In Re Kelsey Lauren Miller, No. 9 WAP 2010 (September 29, 2011)
Miller, a child under 14 years of age, was named sole beneficiary of her father’s life insurance policy valued at $356,000.
After Miller’s father died, his sister, who served as administratrix of his estate, petitioned the Beaver County Court of Common Pleas Orphans’ Court as Miller’s “next friend” to appoint her own attorney as the guardian of the child’s estate. Her petition did not include Miller’s mother’s consent or reason why she did not consent as required by Pennsylvania Orphans’ Court Rule 12.5 (b)(3).

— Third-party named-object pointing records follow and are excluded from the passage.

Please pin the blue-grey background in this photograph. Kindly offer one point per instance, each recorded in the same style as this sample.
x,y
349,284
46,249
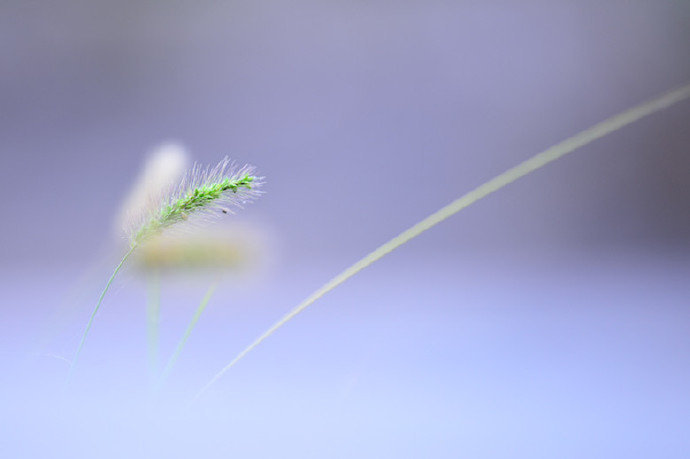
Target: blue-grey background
x,y
549,320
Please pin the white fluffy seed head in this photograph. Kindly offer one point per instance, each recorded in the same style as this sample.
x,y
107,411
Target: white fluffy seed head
x,y
163,168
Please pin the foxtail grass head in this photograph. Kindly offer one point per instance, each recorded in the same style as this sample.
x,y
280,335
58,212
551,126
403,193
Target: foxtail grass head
x,y
203,194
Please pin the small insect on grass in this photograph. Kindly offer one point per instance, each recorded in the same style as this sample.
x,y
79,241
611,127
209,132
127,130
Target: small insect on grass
x,y
196,200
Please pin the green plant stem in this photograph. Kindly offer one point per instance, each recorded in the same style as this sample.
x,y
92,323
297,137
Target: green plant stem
x,y
152,321
95,310
530,165
180,345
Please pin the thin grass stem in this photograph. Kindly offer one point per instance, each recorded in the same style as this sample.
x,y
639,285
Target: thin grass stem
x,y
190,327
95,310
530,165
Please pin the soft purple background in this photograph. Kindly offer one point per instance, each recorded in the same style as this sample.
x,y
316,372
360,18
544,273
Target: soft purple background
x,y
550,320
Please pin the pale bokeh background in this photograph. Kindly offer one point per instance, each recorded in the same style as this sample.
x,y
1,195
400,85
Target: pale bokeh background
x,y
548,320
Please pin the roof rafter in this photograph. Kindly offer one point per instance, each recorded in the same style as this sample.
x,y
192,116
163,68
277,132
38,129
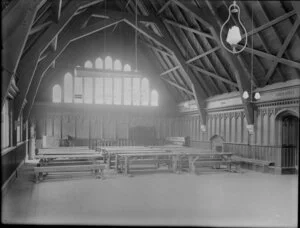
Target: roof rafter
x,y
238,71
178,86
13,42
29,62
282,49
73,33
213,75
189,29
56,8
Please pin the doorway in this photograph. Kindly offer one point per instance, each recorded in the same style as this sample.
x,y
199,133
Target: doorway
x,y
290,142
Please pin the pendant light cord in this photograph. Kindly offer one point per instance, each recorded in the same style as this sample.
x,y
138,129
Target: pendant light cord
x,y
136,26
251,54
104,43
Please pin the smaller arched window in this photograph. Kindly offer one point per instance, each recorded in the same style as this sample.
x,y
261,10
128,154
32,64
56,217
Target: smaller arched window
x,y
99,63
108,63
154,98
88,64
68,88
117,65
145,92
127,67
56,94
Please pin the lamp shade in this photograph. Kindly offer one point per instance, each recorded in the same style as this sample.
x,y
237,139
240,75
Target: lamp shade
x,y
257,96
233,36
245,95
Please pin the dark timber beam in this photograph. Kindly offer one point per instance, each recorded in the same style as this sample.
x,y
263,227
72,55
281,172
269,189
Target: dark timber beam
x,y
296,5
16,25
272,57
282,50
74,33
164,6
213,75
155,48
40,27
30,60
238,71
270,23
189,29
178,86
197,91
56,8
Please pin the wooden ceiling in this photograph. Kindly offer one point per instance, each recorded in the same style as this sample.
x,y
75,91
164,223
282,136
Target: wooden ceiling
x,y
182,35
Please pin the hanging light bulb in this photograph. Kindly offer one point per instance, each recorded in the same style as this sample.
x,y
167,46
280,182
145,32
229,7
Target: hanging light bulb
x,y
245,95
257,96
235,31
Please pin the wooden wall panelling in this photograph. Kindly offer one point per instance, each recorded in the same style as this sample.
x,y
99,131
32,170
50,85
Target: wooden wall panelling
x,y
266,128
244,130
272,127
57,126
233,128
239,126
259,129
68,126
49,126
213,129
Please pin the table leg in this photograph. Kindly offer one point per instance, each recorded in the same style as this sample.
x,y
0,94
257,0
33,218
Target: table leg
x,y
126,166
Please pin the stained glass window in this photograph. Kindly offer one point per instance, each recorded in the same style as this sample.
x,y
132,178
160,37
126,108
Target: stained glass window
x,y
145,92
127,91
117,65
154,98
136,89
117,91
88,90
108,91
78,96
88,64
68,88
127,67
99,63
56,98
108,63
99,90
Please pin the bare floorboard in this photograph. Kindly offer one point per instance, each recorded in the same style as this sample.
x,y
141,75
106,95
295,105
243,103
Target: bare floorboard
x,y
217,199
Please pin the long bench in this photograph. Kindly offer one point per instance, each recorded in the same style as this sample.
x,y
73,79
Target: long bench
x,y
261,163
193,161
125,160
42,171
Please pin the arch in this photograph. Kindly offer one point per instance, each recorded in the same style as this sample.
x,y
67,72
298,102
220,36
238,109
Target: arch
x,y
145,91
108,63
285,112
154,98
117,65
99,63
278,123
136,91
216,143
68,88
88,64
127,67
56,94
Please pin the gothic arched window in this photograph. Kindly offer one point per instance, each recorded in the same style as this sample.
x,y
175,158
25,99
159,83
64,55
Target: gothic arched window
x,y
145,91
127,67
154,98
117,65
108,63
99,63
88,64
56,94
68,88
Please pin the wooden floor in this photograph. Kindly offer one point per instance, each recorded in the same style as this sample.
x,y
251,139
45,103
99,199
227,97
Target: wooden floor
x,y
217,199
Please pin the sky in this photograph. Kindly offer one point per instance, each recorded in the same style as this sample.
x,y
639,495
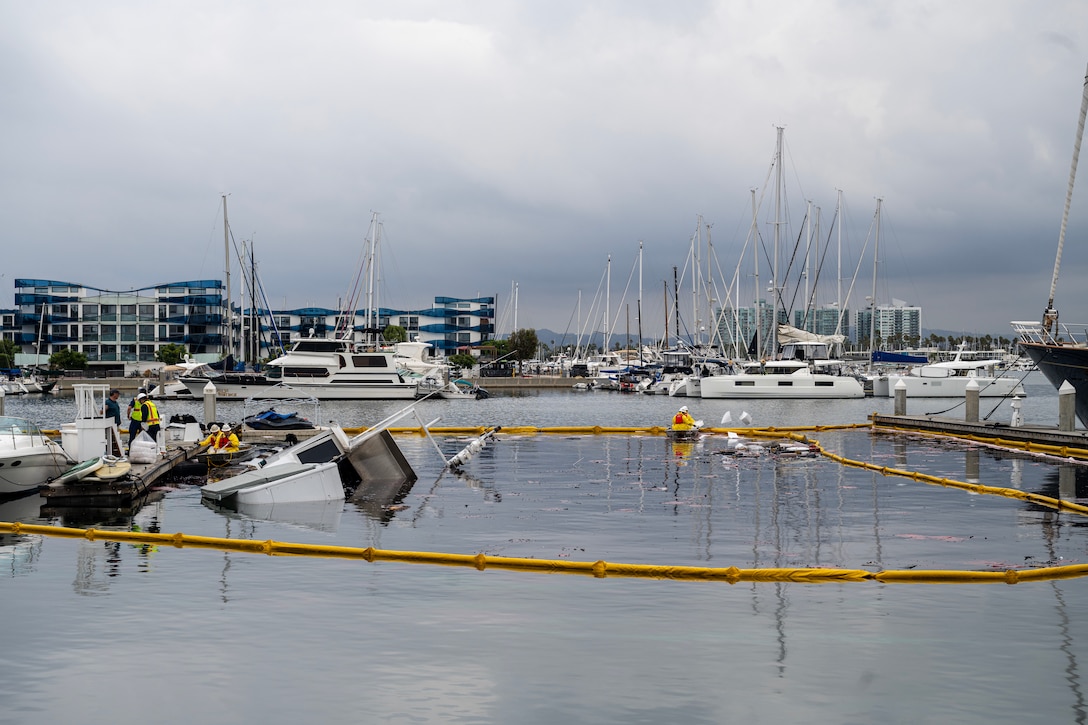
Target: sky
x,y
528,149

Despite Mother’s objections, the court appointed this attorney as limited guardian and directed that the child’s funds be placed into a trust. The petition contained the proposed irrevocable trust agreement in which the attorney was the settlor, Father’s sister was named “Family Trustee,” and a bank was designated “Corporate Trustee.”
Mother appealed to the Pennsylvania Superior Court, which agreed with the trial court that she lacked standing. She then appealed to the Pennsylvania Supreme Court.
The Pennsylvania Supreme Court examined and reaffirmed its 1853 decision in Senseman’s Appeal, a case with a similar fact pattern in which the Court found that a “father had a right to be heard in matters related to an appointment of a limited guardian for his child.” The Court also addressed its 1889 decision in Appeal of Corwin, which held that a petition for the appointment of a guardian for a minor child should not be presented without notice to the parent.
The Court found the express requirements of Orphans’ Court Rule 12.5 consistent with these longstanding cases and contemplated a parent’s involvement and participation in such judicial proceedings.
Turning to the principles of standing, the Court explained that a person has standing only if he is aggrieved, which is demonstrated by showing “a substantial, direct and immediate interest in the proceedings.”
Concluding that Mother met all the requirements for standing, the Pennsylvania Supreme Court remanded the case to the Pennsylvania Superior Court.